Hi Rick.  Thanks for the response.  I understand how to find the mixing probability (p) of the omitted value, but I'm interested in the standard error for that value.  Do you know how it is calculated or how I can force Proc FMM to show it?

Rick_SAS
SAS Super FREQ

This is an interesting question. Unfortunately, I do not know the answer. I do not think that there is a way to get FMM to show the stderr directly.  I am not knowledgable enough to know how to compute it from the output that FMM provides. Perhaps someone like or has thought about this.

SteveDenham
Jade | Level 19

Not sure, but since the parameterization is of a generalized logit, with the last predictor set to zero, try fitting with the NOINT option in the model statement.  If there is a single independent variable, that should address the issue.

(I hope)

Steve Denham

lvm
Rhodochrosite | Level 12 lvm
Rhodochrosite | Level 12

If you have only two mixing probabilities, p and 1-p, then you are luck. There is symmetry in the SEs because FMM models the mixing process using the symmetric logit link. For instance, if p = 0.2, then 1-p=0.8 (obviously). Logit(p) = -logit(1-p). With p=0.2, logit(.2) = -1.386, and logit(.8) = +1.386. The variances carry through in the same way. I just checked this by writing a NLMIXED program for a two-component mixture and getting p and 1-p from logit(p) and logit(1-p). The SEs come from the inverse Hessian matrix in FMM (the mixing probability is part of the likelihood).

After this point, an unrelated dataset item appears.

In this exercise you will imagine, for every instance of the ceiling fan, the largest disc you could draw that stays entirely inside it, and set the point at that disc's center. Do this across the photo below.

You can get a hint of all of this by comparing FMM with GENMOD for a zero-inflated Poisson (a simple mixing problem). Both PROCs fit this model, but FMM represents the mixing probability by p, whileGENMOD represents the mixing probability by 1-p. But the estimates and SEs all agree.

If you have more than two mixing probabilities, then you can't take advantage of the symmetry. You would have to get 1-(p1+p2+...) by hand; the logit of this is easy, but use of the delta method to get the variance (and SE) would be tricky.

lvm
Rhodochrosite | Level 12 lvm
Rhodochrosite | Level 12

And I have not seen any way to force FMM to print 1-p or logit(1-p).

SteveDenham
Jade | Level 19

Agreed.  I have to say that I think PROC FMM is a great program, but very frustrating.  Hopefully the next update will hit on some of these issues.